I have a cpl of yds of bees in a cow pastures. The only time I had any trouble was when I left a pallet of supers in the yd over winter. The wind probably blew it over, but then the cows walked all over the equipment making it all useless.

But, there has never been a problem w/ the hives and the cows keep the grass down pretty close to them.

Took honey off of a yd yesterday w/ a friend w/ 40 Ayershires roaming around watching us and chewing their cudd. Watch out for the cow pies.

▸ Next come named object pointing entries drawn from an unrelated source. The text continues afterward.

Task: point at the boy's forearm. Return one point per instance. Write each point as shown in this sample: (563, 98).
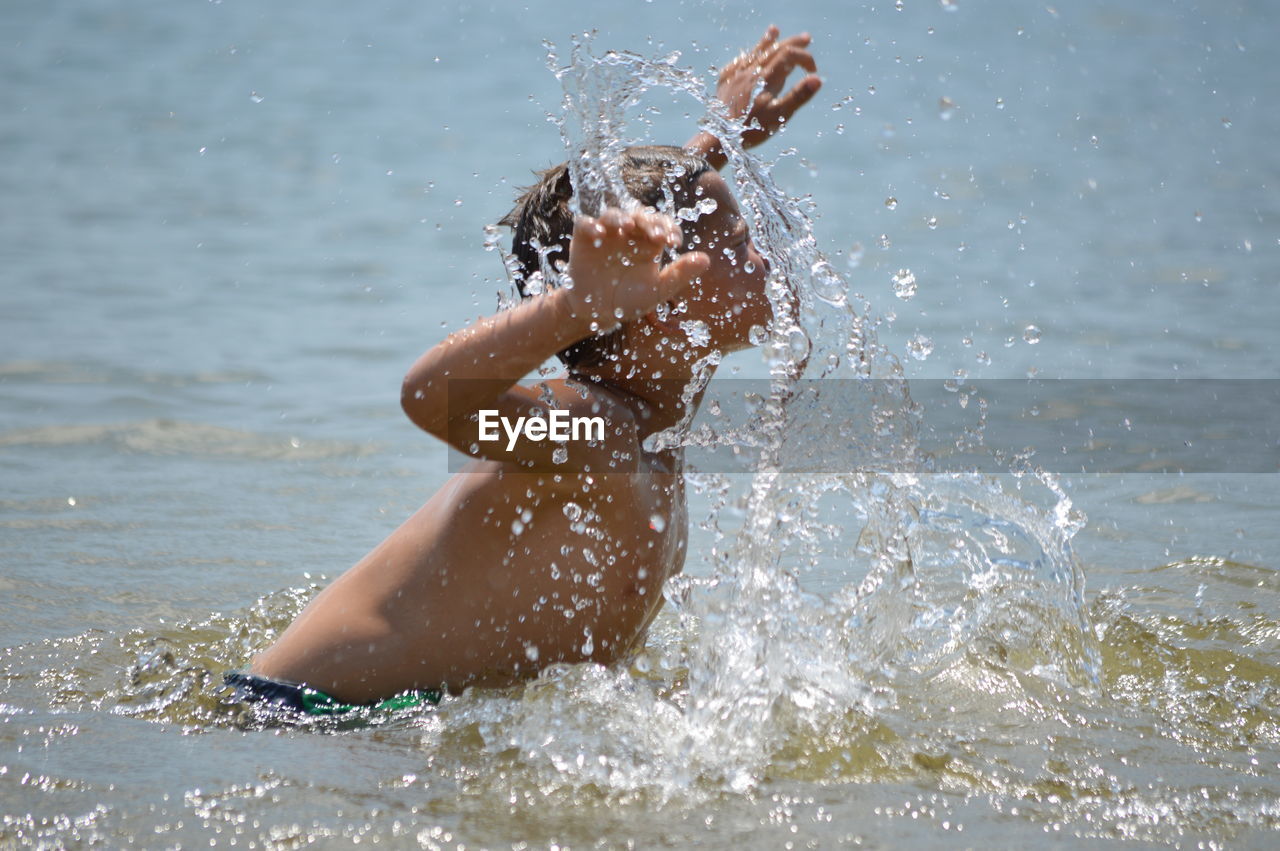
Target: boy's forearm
(501, 349)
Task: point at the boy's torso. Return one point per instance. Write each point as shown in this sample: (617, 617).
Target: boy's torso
(497, 576)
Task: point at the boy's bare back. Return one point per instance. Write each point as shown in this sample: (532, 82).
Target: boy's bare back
(522, 561)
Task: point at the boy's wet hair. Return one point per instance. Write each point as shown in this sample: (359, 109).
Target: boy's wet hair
(657, 175)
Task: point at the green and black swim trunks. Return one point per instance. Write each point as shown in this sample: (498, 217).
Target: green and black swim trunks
(312, 701)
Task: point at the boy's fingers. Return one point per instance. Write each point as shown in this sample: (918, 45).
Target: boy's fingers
(782, 65)
(798, 96)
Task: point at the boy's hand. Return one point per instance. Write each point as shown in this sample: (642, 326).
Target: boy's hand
(615, 262)
(772, 62)
(769, 62)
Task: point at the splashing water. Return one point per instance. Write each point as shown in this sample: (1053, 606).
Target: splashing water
(945, 568)
(905, 630)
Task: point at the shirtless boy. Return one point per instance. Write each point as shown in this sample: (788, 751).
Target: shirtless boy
(524, 559)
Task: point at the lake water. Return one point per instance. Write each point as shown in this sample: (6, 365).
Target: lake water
(232, 227)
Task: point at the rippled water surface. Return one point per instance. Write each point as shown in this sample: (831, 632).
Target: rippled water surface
(232, 228)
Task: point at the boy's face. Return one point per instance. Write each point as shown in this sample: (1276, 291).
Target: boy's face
(730, 294)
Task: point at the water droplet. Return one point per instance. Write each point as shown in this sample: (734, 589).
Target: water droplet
(919, 347)
(904, 284)
(492, 237)
(827, 284)
(696, 332)
(703, 207)
(855, 255)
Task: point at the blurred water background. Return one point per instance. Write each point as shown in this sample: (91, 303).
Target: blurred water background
(229, 228)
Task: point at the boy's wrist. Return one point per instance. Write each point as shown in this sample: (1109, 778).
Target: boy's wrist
(707, 146)
(572, 321)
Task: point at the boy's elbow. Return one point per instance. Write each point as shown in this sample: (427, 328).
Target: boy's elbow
(416, 405)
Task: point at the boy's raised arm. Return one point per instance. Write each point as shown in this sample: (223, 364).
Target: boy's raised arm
(769, 62)
(616, 274)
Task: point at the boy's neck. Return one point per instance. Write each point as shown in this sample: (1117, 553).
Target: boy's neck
(657, 403)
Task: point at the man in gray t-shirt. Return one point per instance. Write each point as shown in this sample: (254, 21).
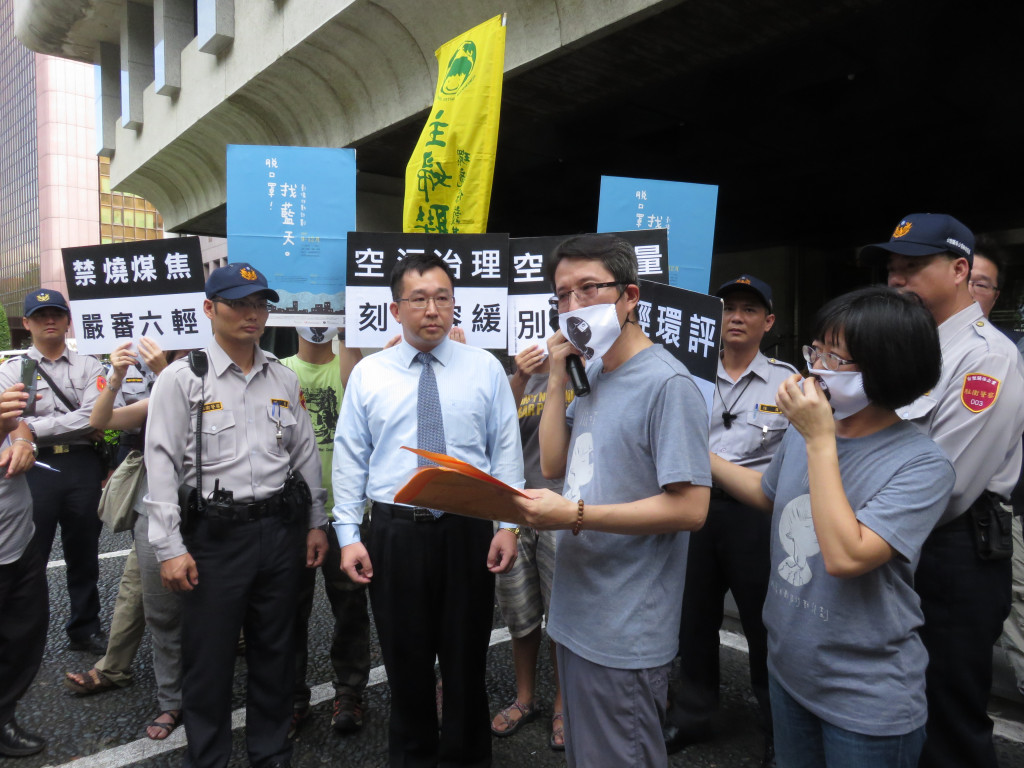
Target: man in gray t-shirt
(637, 476)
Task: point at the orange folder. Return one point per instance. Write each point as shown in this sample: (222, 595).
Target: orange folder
(460, 487)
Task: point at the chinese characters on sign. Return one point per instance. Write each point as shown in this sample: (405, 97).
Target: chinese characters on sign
(129, 290)
(448, 177)
(688, 325)
(684, 210)
(289, 211)
(478, 264)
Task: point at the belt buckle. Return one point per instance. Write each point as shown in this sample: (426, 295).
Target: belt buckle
(420, 514)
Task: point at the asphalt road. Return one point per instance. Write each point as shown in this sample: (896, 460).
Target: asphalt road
(108, 730)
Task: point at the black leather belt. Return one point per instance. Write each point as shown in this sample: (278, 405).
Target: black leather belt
(413, 514)
(60, 450)
(247, 512)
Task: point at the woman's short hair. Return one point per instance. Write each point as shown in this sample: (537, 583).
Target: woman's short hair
(891, 337)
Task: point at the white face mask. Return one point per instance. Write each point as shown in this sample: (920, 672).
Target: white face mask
(317, 335)
(592, 330)
(845, 390)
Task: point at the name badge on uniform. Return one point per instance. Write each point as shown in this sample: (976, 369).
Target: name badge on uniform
(979, 391)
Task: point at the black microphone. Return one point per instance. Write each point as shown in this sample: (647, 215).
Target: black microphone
(573, 365)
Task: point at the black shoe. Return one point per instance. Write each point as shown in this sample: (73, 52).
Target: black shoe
(347, 717)
(675, 739)
(299, 715)
(94, 643)
(15, 741)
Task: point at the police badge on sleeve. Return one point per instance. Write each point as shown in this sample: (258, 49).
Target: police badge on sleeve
(979, 391)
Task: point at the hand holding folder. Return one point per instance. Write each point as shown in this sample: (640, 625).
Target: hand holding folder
(460, 487)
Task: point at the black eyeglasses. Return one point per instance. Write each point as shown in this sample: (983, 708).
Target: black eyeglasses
(420, 302)
(240, 305)
(585, 294)
(829, 359)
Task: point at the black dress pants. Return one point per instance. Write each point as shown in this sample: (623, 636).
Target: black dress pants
(25, 613)
(248, 577)
(730, 552)
(69, 499)
(965, 600)
(433, 595)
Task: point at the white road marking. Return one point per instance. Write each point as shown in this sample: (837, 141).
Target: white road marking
(133, 752)
(103, 556)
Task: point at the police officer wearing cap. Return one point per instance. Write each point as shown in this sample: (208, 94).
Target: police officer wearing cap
(69, 384)
(976, 415)
(730, 552)
(240, 559)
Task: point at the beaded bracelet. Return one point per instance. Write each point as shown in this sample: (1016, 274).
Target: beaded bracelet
(578, 526)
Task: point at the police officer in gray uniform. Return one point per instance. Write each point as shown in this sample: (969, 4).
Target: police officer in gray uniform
(25, 604)
(730, 552)
(70, 384)
(976, 415)
(239, 559)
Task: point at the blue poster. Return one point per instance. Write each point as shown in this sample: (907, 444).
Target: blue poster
(686, 210)
(289, 212)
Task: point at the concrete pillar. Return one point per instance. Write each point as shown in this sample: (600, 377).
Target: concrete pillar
(215, 24)
(108, 102)
(173, 25)
(136, 60)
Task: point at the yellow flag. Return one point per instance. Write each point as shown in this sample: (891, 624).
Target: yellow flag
(448, 180)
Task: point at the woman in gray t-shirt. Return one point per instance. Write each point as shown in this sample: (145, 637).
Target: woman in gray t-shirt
(854, 493)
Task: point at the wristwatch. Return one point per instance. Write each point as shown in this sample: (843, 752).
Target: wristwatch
(35, 448)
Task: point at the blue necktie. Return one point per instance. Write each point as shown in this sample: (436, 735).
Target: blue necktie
(430, 422)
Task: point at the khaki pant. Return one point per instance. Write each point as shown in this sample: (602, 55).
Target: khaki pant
(126, 626)
(1013, 628)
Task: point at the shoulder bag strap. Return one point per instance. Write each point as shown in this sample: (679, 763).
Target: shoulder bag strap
(56, 390)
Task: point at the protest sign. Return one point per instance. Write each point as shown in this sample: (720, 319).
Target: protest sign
(450, 172)
(125, 291)
(685, 210)
(289, 212)
(688, 325)
(478, 263)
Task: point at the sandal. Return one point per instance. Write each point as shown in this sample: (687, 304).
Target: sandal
(557, 732)
(87, 683)
(526, 715)
(168, 728)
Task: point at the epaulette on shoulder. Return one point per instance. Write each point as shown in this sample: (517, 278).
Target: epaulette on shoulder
(781, 364)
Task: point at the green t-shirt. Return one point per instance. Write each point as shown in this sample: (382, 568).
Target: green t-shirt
(323, 391)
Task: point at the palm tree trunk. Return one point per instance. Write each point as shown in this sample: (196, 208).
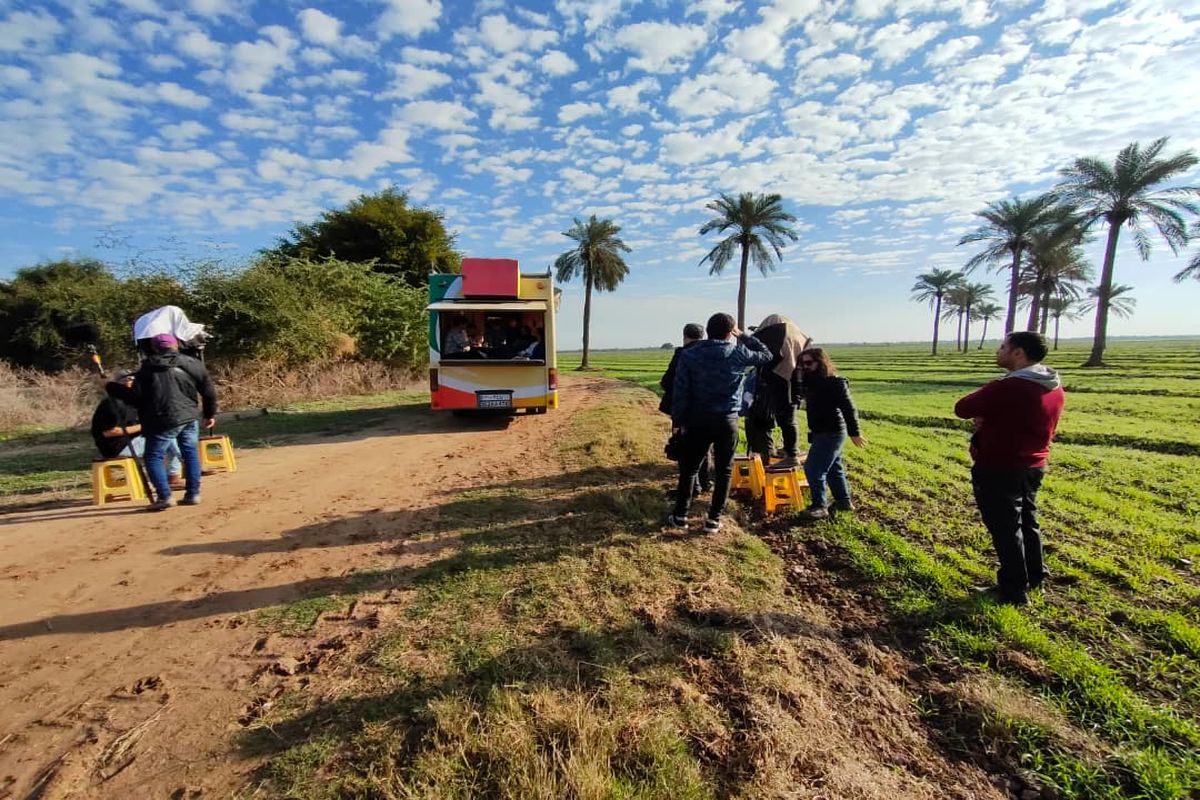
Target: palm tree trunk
(1035, 304)
(587, 317)
(742, 284)
(937, 318)
(1102, 304)
(1011, 319)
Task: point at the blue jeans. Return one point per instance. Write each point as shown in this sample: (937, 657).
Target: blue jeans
(137, 447)
(186, 437)
(825, 463)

That being said, heifers are not a good idea. They tend to know hives over for some reason.


----------



## jim lyon (Feb 19, 2006)

We actually prefer that there are cows in the pasture where we keep bees as they keep the weeds and grass down and rarely cause a problem. One big difference, though, is that they are on pallets of four and not standing alone. They will almost always coexist just fine through the summer months. Wintering can be quite another story, though, as they are unable to defend themselves when the bees are clustered. Watch out for the "greenies"!


----------



## Jeffzhear (Dec 2, 2006)

I have cattle and honey bee yards at both my folks farm and mine and many other locations. I have learned to staple/nail the boxes, bottom boards, and migratory tops on swarms I catch out in the pastures and them move the hives behind fences where the cows/bulls cannot get to them as quickly as possible. I have had the cattle flip them upside down, sideways, as well as scatter them. Hence, I do not keep honey bee hives in with my cattle.


----------



## waynesgarden (Jan 3, 2009)

I have a yard in a horse pasture. Without an electric fence, the hives would be toppled since the horsers love to scratch themselves against posts or a convenient hive. As a bonus, they are well trained to avoid the electric ribbon their owner uses so I use the same for my fence. The car battery that powers the fence can run dead and the hives stay safe.

wayne


----------



## westernbeekeeper (May 2, 2012)

The cattle eat the shingles off of my TBH roof if it's not fenced in.


----------



## scorpionmain (Apr 17, 2012)

I recall seeing pics of an interesting set-up with Longhorns in the Kelleybees Sept Newsletter pg. 21.
https://kelleybees.com/Newsletter/Sept2012-LG-kelley-bees-newsletter.pdf


----------



## Splatt (Jul 11, 2012)

I recall reading somewhere that if your hive has cows a good treatment is a BBQ with lots of BBQ sauce....


----------